Main ideas
- What is Glaucon’s challenge?
- How is it related to Thrasymachus’s attacks on justice?
- What is an unjust person like, according to Glaucon?
Plato’s goal in the Republic is to answer Glaucon’s challenge. The challenge appears to be straightforward. Socrates has to show that justice falls into the category of things that are valued both for their own sakes and also for what comes from them.
Glaucon himself makes the case for thinking that justice belongs to a different category of things, namely, the ones that are valued only for what comes from them. Being just is like taking medicine or engaging in unpleasant physical training: if you could get the results you wanted without it, you would not do it (357).
I asked two questions about Glaucon’s challenge.
Why do the participants in the dialogue all agree that Glaucon and Thrasymachus are basically saying the same thing?
How does Glaucon characterize an unjust person?
Thrasymachus portrays justice as a fraud. It is either imposed by the strong on the weak or it is a constraint that the weak respect that the strong ignore.
Glaucon, by contrast, describes justice as a reasonable looking deal. People found it impossible to get along without rules, so they made some rules, and that’s what we call justice.
Those two stories look quite different to me. But Plato treats them as being the same thing. Why?
August said that both emphasize how doing the just thing can involve acting against your own interests. Sean added that both Thrasymachus and Glaucon agree that the ideal is to be unjust while everyone else is just. Justice is something you would not care about if you could get away with it.
I think that all these remarks correctly characterize the way the characters in the book see things. That said, I still think there is an important difference between Glaucon and Thrasymachus. Suppose you came to this book as a basically good person. If you were convinced by Thrasymachus, you should be convinced that you were mistaken and what you thought was a basically good life actually doesn’t make any sense. If you were convinced by Glaucon, you would also conclude that you were mistaken about what justice is really like. But I don’t see how coming to that conclusion would obviously lead you to reject justice altogether. You can still see the rules as good and worthy of your compliance even if they aren’t the way you thought they were.

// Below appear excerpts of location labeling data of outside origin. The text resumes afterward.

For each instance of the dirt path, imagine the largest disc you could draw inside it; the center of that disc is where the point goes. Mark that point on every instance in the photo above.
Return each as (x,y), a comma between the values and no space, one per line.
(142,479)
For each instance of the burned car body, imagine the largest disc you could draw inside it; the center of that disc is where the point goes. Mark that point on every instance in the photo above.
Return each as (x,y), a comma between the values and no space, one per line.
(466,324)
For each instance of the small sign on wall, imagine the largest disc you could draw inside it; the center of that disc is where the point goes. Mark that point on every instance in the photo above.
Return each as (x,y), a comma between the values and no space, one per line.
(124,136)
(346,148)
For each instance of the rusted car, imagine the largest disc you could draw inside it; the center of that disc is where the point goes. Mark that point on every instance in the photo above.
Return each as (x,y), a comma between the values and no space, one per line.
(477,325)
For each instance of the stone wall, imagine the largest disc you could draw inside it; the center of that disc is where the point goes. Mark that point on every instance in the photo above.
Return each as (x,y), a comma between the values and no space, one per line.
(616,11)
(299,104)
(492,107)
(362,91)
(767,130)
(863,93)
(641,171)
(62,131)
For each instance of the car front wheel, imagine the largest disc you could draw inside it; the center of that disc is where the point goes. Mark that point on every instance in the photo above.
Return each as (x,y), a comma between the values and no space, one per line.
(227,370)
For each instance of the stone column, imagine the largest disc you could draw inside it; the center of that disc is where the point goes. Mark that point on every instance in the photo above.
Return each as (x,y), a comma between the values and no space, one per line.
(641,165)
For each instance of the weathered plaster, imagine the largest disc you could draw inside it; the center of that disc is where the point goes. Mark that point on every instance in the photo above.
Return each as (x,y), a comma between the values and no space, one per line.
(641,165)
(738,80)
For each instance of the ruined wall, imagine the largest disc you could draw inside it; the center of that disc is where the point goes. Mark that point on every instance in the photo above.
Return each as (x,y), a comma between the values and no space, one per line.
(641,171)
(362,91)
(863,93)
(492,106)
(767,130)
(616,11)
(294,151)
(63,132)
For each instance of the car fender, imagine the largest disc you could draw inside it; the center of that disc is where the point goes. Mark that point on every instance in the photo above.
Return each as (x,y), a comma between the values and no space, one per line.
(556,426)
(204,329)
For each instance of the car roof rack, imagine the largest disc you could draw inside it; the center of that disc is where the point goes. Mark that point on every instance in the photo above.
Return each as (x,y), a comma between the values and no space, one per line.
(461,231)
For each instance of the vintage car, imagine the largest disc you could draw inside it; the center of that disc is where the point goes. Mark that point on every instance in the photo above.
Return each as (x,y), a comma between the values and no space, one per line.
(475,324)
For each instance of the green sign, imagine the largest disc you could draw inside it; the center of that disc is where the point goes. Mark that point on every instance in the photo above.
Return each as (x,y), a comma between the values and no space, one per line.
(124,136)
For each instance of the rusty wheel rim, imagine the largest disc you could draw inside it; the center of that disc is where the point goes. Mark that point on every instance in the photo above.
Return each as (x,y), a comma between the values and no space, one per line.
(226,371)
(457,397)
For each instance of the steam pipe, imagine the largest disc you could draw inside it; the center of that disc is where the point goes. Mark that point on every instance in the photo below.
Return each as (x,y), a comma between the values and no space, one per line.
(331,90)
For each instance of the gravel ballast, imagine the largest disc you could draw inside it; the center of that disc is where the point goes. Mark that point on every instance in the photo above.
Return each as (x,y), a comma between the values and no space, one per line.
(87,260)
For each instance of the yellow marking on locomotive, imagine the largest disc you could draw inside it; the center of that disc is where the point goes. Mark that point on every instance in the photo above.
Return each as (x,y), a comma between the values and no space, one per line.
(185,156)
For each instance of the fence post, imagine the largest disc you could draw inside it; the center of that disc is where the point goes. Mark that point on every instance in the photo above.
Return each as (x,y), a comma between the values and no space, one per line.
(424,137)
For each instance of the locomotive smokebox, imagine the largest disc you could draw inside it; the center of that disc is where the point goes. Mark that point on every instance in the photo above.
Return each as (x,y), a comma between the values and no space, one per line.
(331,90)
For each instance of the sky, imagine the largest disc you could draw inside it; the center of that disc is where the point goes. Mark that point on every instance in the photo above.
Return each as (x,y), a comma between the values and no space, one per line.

Plato doesn’t see it that way, of course. But this is a point on which I think I disagree with him.
I said that Glaucon characterized the unjust person in two different ways.
As someone who is exclusively concerned with outdoing others and always acquiring more of anything (359c). On this way of understanding injustice, unjust people are competitive or greedy (or both).
As someone who is indifferent towards the rules of justice in pursuing his or her aims (362b-c). Here, unjust people are amoral concerning the means they use to achieve their ends but their ends are not necessarily competitive or greedy.
At the end of the book, Plato is going to argue that the life of the first kind of person is miserable. That person’s life is governed by what others do or by a mindless drive to acquire things. He will make a good case for thinking that this kind of life is empty and out of control. At least, I am persuaded.
However I am not convinced that Plato ever comes to grips with the second way of being unjust. Since that kind of unjust life seems much more attractive to me, I think it’s the one to beat. But I also think it’s left standing at the end of the book.